Generate a rich, machine-readable metadata envelope optimized for agentic AI, research linking, and web display:

// Generate the full aPDF envelope
const apdf = await pdf.generateAPDFMetadata();

console.log(apdf.metadata.title);             // "Attention Is All You Need"
console.log(apdf.metadata.identifiers.arxivId); // "1706.03762"
console.log(apdf.metadata.identifiers.doi);     // "10.48550/arXiv.1706.03762"

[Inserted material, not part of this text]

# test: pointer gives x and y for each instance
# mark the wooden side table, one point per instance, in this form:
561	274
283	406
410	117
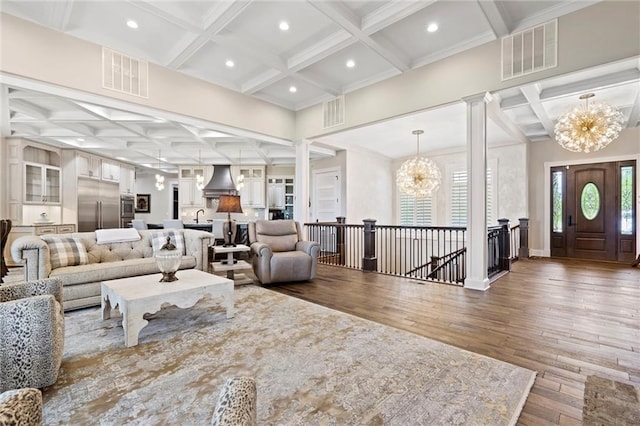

// Linked research artifacts (models, datasets, code)
for (const artifact of apdf.artifacts) {
  console.log(`[${artifact.type}] ${artifact.name}${artifact.url}`);
  // [model] google/flan-t5-base → https://huggingface.co/google/flan-t5-base
  // [code]  google-research/t5x → https://github.com/google-research/t5x
}

// AI-ready chunks with full provenance
for (const chunk of apdf.aiContent.chunks) {
  await vectorStore.add({
    content: chunk.content,
    metadata: {
      doi: apdf.metadata.identifiers.doi,
      pages: chunk.pageNumbers,
      importance: chunk.importance,
    },
  });
}

// Or export as JSON directly
const apdfJson = await pdf.exportAs('apdf');

The aPDF format includes:

  • Identifiers: DOI, arXiv, PMID, ISBN, HuggingFace, Semantic Scholar
  • Artifacts: Linked models, datasets, spaces, code repos, and papers
  • Structure: TOC, sections, tables, figures, equations, bibliography
  • AI Content: Semantic chunks, entities, keywords, summary, token stats
  • Display Hints: Reading order, fonts, math detection, theme suggestions
  • Provenance: Generator info, processing pipeline, timestamp
  • JSON-LD: Schema.org @context/@type for linked data interoperability

Loading Sources

const pdf = await AgenticPDF.fromFile(file);
const pdf = await AgenticPDF.fromUrl(url, streamOptions);
const pdf = await AgenticPDF.fromBuffer(arrayBuffer);
const pdf = AgenticPDF.fromStream(readableStream, options);

Configuration

const pdf = await AgenticPDF.fromFile(file, {
  lazyLoad: true,                        // Load pages on-demand
  useWebWorkers: true,                   // Offload CPU work
  workerUrl: '/pdf-worker.js',
  maxMemoryUsage: 100 * 1024 * 1024,     // 100MB limit
  streamOptions: {
    chunkSize: 1024 * 1024,              // 1MB streaming chunks
    progressCallback: (p) => console.log(`${p.currentOperation}: ${Math.round(p.bytesRead / p.totalBytes * 100)}%`),
    abortSignal: controller.signal,
  },
});

Privacy & Telemetry

AgenticPDF collects anonymous, aggregate usage metrics to guide development. It is privacy-preserving by design:

  • Your documents never leave your machine. No PDF content, extracted text, file names, file paths, URLs, or error messages are ever transmitted. Only coarse metrics are sent: event type, page-count, file-size bucket (e.g. <1MB), operation duration, feature name, and error type (e.g. TypeError).
  • All event data is anonymized before sending; any string containing /, \, or @, or longer than 100 characters, is dropped. The collection endpoint is fixed in code and cannot be reconfigured by callers, so it can't be repurposed to exfiltrate data.
  • Telemetry is on by default and sends batched events to https://telemetry.nervosys.ai.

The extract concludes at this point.